男性の「抜け毛」を加速させるたんぱく質を、ライオン生物科学研究所(神奈川県小田原市)
のチームが見つけ、26日発表した。男性ホルモンの作用でこのたんぱく質が過剰に働き、
毛根にある毛母細胞を不必要に「自殺」させるとみられる。28日から富山市で開かれる
日本薬学会で紹介される。
同研究所の栗田啓・副主任研究員らは、毛髪が適当な時期に抜けるようコントロールして
いるとみられるたんぱく質「NT−4」に着目。
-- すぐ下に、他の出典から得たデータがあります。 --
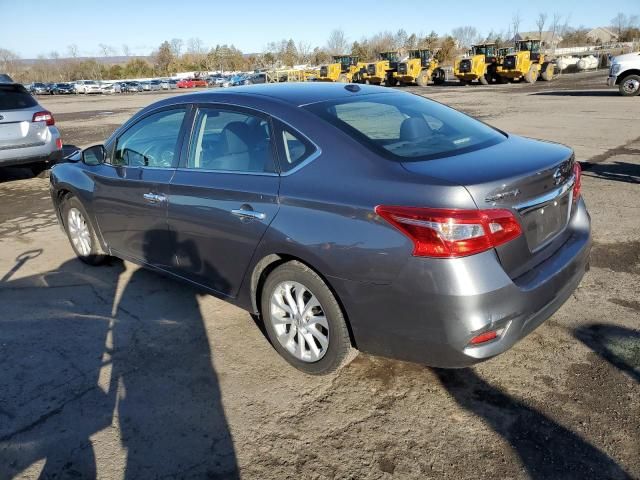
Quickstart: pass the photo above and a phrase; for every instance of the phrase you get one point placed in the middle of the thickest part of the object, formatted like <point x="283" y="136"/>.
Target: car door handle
<point x="248" y="214"/>
<point x="154" y="198"/>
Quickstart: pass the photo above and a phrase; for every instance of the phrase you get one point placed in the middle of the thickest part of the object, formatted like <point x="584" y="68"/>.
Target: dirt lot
<point x="119" y="372"/>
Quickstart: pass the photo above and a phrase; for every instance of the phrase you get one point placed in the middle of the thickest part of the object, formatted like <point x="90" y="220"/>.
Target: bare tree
<point x="515" y="22"/>
<point x="304" y="52"/>
<point x="465" y="36"/>
<point x="337" y="43"/>
<point x="196" y="46"/>
<point x="555" y="26"/>
<point x="176" y="46"/>
<point x="73" y="50"/>
<point x="540" y="23"/>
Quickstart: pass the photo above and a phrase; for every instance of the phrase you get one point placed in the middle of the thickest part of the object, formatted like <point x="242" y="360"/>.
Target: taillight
<point x="448" y="233"/>
<point x="577" y="185"/>
<point x="44" y="117"/>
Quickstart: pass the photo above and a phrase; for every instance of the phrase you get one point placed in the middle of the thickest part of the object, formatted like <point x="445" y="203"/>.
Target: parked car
<point x="38" y="88"/>
<point x="28" y="135"/>
<point x="133" y="87"/>
<point x="111" y="88"/>
<point x="625" y="74"/>
<point x="62" y="89"/>
<point x="343" y="215"/>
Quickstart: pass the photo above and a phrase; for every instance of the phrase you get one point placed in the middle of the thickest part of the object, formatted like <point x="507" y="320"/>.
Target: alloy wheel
<point x="79" y="231"/>
<point x="299" y="321"/>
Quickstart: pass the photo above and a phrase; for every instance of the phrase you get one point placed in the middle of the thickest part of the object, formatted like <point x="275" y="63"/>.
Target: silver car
<point x="28" y="135"/>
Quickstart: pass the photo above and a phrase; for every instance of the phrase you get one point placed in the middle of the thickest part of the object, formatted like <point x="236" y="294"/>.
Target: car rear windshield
<point x="407" y="127"/>
<point x="15" y="97"/>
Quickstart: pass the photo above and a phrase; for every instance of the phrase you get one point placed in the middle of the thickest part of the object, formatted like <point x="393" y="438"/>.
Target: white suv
<point x="625" y="73"/>
<point x="28" y="135"/>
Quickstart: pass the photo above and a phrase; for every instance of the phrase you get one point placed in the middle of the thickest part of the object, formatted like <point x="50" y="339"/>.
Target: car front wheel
<point x="304" y="321"/>
<point x="630" y="86"/>
<point x="81" y="233"/>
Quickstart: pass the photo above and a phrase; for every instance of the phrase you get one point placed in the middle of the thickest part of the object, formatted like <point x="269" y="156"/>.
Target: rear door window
<point x="151" y="142"/>
<point x="15" y="97"/>
<point x="229" y="140"/>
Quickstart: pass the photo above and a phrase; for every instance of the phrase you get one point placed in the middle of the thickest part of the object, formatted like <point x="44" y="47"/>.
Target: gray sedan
<point x="28" y="135"/>
<point x="346" y="217"/>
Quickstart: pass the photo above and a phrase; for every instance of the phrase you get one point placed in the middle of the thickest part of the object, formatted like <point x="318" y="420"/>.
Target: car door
<point x="223" y="196"/>
<point x="131" y="190"/>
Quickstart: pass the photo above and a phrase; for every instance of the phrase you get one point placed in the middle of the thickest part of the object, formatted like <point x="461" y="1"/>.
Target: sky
<point x="33" y="27"/>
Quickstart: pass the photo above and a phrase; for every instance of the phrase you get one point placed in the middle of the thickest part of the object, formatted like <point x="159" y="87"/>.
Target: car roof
<point x="296" y="93"/>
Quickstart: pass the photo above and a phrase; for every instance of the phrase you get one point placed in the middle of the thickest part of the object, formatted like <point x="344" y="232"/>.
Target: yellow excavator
<point x="527" y="62"/>
<point x="344" y="69"/>
<point x="480" y="64"/>
<point x="421" y="68"/>
<point x="384" y="70"/>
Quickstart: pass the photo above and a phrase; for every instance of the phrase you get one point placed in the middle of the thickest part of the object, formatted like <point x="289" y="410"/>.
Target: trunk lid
<point x="532" y="178"/>
<point x="17" y="130"/>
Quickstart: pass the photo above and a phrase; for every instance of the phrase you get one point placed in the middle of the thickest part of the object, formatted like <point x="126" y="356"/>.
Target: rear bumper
<point x="435" y="306"/>
<point x="46" y="152"/>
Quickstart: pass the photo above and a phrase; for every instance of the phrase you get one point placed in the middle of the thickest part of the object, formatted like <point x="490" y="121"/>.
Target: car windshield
<point x="15" y="97"/>
<point x="407" y="127"/>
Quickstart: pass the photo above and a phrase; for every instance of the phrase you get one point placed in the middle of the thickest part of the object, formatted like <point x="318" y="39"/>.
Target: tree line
<point x="176" y="55"/>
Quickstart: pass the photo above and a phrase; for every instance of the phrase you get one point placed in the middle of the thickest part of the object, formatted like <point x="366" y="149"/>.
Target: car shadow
<point x="617" y="345"/>
<point x="579" y="93"/>
<point x="617" y="171"/>
<point x="99" y="350"/>
<point x="546" y="449"/>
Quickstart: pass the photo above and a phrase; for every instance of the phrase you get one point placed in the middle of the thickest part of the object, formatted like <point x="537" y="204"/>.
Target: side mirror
<point x="95" y="155"/>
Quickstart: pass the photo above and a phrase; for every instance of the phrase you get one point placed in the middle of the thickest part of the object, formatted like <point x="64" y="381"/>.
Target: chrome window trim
<point x="545" y="199"/>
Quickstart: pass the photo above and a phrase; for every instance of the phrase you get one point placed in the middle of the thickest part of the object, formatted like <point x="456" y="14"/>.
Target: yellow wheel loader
<point x="527" y="62"/>
<point x="384" y="71"/>
<point x="480" y="64"/>
<point x="345" y="69"/>
<point x="421" y="68"/>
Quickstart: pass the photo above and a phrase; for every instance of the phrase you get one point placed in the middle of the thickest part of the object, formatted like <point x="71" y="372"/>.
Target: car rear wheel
<point x="630" y="86"/>
<point x="304" y="321"/>
<point x="81" y="233"/>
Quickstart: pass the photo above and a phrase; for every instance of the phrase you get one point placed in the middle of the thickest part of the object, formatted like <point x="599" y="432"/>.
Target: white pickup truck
<point x="625" y="73"/>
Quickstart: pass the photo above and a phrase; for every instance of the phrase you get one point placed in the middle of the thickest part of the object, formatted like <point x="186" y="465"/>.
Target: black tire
<point x="339" y="351"/>
<point x="547" y="72"/>
<point x="95" y="256"/>
<point x="532" y="75"/>
<point x="626" y="86"/>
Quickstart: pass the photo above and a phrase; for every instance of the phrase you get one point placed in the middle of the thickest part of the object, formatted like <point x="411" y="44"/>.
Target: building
<point x="602" y="35"/>
<point x="548" y="39"/>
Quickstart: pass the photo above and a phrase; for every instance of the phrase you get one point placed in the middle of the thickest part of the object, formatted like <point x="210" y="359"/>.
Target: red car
<point x="191" y="83"/>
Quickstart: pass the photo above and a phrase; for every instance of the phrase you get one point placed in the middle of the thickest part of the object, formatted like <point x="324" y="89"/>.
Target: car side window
<point x="151" y="142"/>
<point x="230" y="141"/>
<point x="296" y="149"/>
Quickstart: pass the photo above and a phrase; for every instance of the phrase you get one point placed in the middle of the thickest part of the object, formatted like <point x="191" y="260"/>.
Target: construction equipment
<point x="383" y="71"/>
<point x="527" y="62"/>
<point x="421" y="67"/>
<point x="345" y="69"/>
<point x="480" y="64"/>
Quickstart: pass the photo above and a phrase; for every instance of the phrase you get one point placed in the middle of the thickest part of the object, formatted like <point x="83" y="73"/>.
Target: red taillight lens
<point x="577" y="172"/>
<point x="44" y="117"/>
<point x="484" y="337"/>
<point x="448" y="233"/>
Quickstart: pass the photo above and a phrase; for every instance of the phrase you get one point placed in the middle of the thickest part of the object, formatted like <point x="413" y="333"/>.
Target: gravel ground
<point x="118" y="372"/>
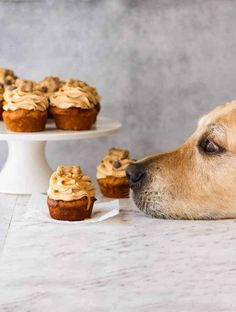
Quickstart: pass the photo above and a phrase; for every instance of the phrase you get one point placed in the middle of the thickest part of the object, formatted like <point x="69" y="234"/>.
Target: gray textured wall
<point x="159" y="65"/>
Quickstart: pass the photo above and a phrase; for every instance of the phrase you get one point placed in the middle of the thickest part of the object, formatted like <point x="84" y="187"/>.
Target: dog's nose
<point x="134" y="173"/>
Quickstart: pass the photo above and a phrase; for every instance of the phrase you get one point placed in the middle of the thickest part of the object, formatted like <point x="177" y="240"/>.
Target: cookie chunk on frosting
<point x="114" y="164"/>
<point x="25" y="94"/>
<point x="69" y="183"/>
<point x="75" y="93"/>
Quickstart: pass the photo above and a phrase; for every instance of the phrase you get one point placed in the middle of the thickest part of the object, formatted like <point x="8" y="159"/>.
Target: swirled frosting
<point x="68" y="183"/>
<point x="75" y="93"/>
<point x="50" y="84"/>
<point x="25" y="95"/>
<point x="7" y="77"/>
<point x="114" y="164"/>
<point x="1" y="93"/>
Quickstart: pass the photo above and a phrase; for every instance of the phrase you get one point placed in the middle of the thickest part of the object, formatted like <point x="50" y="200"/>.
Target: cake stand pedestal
<point x="26" y="170"/>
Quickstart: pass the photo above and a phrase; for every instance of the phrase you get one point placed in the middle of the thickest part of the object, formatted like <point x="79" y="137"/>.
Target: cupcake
<point x="71" y="194"/>
<point x="7" y="77"/>
<point x="25" y="107"/>
<point x="111" y="174"/>
<point x="48" y="86"/>
<point x="1" y="99"/>
<point x="74" y="107"/>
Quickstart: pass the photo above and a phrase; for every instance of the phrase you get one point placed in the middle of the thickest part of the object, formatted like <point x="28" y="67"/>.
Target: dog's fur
<point x="187" y="183"/>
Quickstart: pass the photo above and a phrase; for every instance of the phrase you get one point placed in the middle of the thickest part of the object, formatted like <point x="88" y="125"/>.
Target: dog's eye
<point x="210" y="148"/>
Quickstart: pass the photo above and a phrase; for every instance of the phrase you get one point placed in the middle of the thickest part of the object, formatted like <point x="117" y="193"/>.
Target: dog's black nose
<point x="134" y="173"/>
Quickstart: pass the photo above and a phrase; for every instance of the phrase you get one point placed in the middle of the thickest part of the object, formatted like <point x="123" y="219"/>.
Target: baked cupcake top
<point x="75" y="93"/>
<point x="25" y="95"/>
<point x="7" y="77"/>
<point x="50" y="84"/>
<point x="68" y="183"/>
<point x="114" y="164"/>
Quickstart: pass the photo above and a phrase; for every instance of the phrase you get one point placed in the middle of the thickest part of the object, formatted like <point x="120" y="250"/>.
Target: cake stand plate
<point x="26" y="170"/>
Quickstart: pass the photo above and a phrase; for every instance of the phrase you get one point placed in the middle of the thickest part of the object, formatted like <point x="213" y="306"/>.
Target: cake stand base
<point x="26" y="170"/>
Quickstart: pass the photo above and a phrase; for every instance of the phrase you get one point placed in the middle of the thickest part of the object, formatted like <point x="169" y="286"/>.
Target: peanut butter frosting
<point x="68" y="183"/>
<point x="25" y="95"/>
<point x="1" y="93"/>
<point x="75" y="93"/>
<point x="114" y="164"/>
<point x="50" y="84"/>
<point x="7" y="77"/>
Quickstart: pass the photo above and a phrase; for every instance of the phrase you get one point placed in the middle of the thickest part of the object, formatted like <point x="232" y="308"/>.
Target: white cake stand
<point x="26" y="170"/>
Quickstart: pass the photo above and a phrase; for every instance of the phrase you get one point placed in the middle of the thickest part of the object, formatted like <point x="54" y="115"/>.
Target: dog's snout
<point x="134" y="173"/>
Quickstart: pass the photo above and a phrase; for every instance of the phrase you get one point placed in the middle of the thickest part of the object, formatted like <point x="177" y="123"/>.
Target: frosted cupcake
<point x="7" y="77"/>
<point x="25" y="107"/>
<point x="111" y="174"/>
<point x="71" y="194"/>
<point x="74" y="107"/>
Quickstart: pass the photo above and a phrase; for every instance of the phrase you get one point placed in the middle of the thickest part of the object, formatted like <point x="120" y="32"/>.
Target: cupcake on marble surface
<point x="71" y="194"/>
<point x="1" y="100"/>
<point x="7" y="77"/>
<point x="93" y="94"/>
<point x="111" y="174"/>
<point x="74" y="106"/>
<point x="25" y="107"/>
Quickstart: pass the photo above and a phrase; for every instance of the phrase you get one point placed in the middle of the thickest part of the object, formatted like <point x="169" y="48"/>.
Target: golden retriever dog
<point x="196" y="180"/>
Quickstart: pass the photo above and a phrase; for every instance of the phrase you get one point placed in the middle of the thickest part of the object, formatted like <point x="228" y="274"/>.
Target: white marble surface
<point x="128" y="263"/>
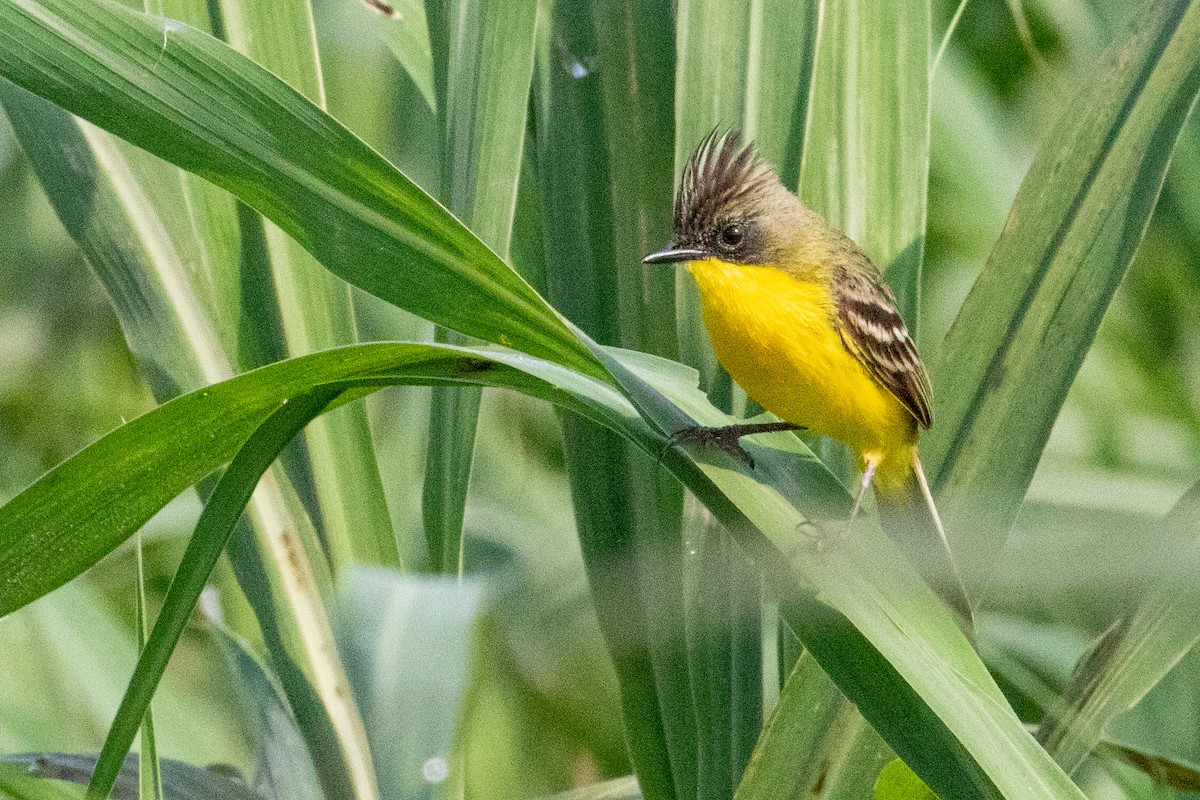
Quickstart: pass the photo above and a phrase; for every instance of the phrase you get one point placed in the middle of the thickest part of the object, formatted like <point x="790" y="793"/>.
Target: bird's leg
<point x="727" y="437"/>
<point x="868" y="474"/>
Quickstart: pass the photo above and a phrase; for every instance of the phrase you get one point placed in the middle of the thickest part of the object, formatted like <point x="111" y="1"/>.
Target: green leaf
<point x="180" y="781"/>
<point x="865" y="163"/>
<point x="213" y="530"/>
<point x="126" y="476"/>
<point x="285" y="768"/>
<point x="787" y="761"/>
<point x="483" y="131"/>
<point x="406" y="643"/>
<point x="865" y="584"/>
<point x="1138" y="651"/>
<point x="407" y="36"/>
<point x="898" y="782"/>
<point x="315" y="307"/>
<point x="625" y="507"/>
<point x="743" y="66"/>
<point x="149" y="770"/>
<point x="1023" y="332"/>
<point x="281" y="155"/>
<point x="619" y="788"/>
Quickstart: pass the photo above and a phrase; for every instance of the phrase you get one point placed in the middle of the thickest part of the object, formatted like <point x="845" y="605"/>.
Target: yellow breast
<point x="774" y="335"/>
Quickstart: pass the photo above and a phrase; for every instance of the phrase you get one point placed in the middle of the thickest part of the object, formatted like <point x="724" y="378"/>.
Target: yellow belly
<point x="773" y="334"/>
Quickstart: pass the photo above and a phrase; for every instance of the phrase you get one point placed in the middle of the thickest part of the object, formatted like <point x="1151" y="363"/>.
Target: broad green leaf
<point x="861" y="582"/>
<point x="855" y="757"/>
<point x="898" y="782"/>
<point x="73" y="650"/>
<point x="863" y="578"/>
<point x="406" y="643"/>
<point x="283" y="765"/>
<point x="1169" y="771"/>
<point x="315" y="306"/>
<point x="747" y="67"/>
<point x="1023" y="332"/>
<point x="489" y="59"/>
<point x="216" y="524"/>
<point x="630" y="47"/>
<point x="789" y="759"/>
<point x="616" y="493"/>
<point x="280" y="154"/>
<point x="167" y="284"/>
<point x="634" y="56"/>
<point x="180" y="781"/>
<point x="865" y="164"/>
<point x="161" y="453"/>
<point x="1140" y="649"/>
<point x="93" y="182"/>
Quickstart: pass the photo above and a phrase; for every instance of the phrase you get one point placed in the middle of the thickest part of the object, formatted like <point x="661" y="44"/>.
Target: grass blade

人の毛母細胞にNT−4を加えると、
「アポトーシス」と呼ばれる細胞死が、加えない場合の8倍に上った。
さらに、毛母細胞を作る「毛乳頭」では、男性ホルモンがNT−4遺伝子を作動させ、
NT−4が過剰に生産されていることが確かめられた。
これらの結果から、NT−4は男性ホルモンによって働き、毛母細胞を不必要に
細胞死させることで脱毛を加速している、と結論付けた。
研究チームは、NT−4の働きを抑える物質を、生薬や植物、海藻など約300
種類の候補から探し出し、オキナワモズクの抽出成分が有効であることも見つけた。
マウス実験で、この成分を体に塗ることで有効性が確認されたという。
ライオンは「人での効果を試し、育毛剤として商品化したい」と話している。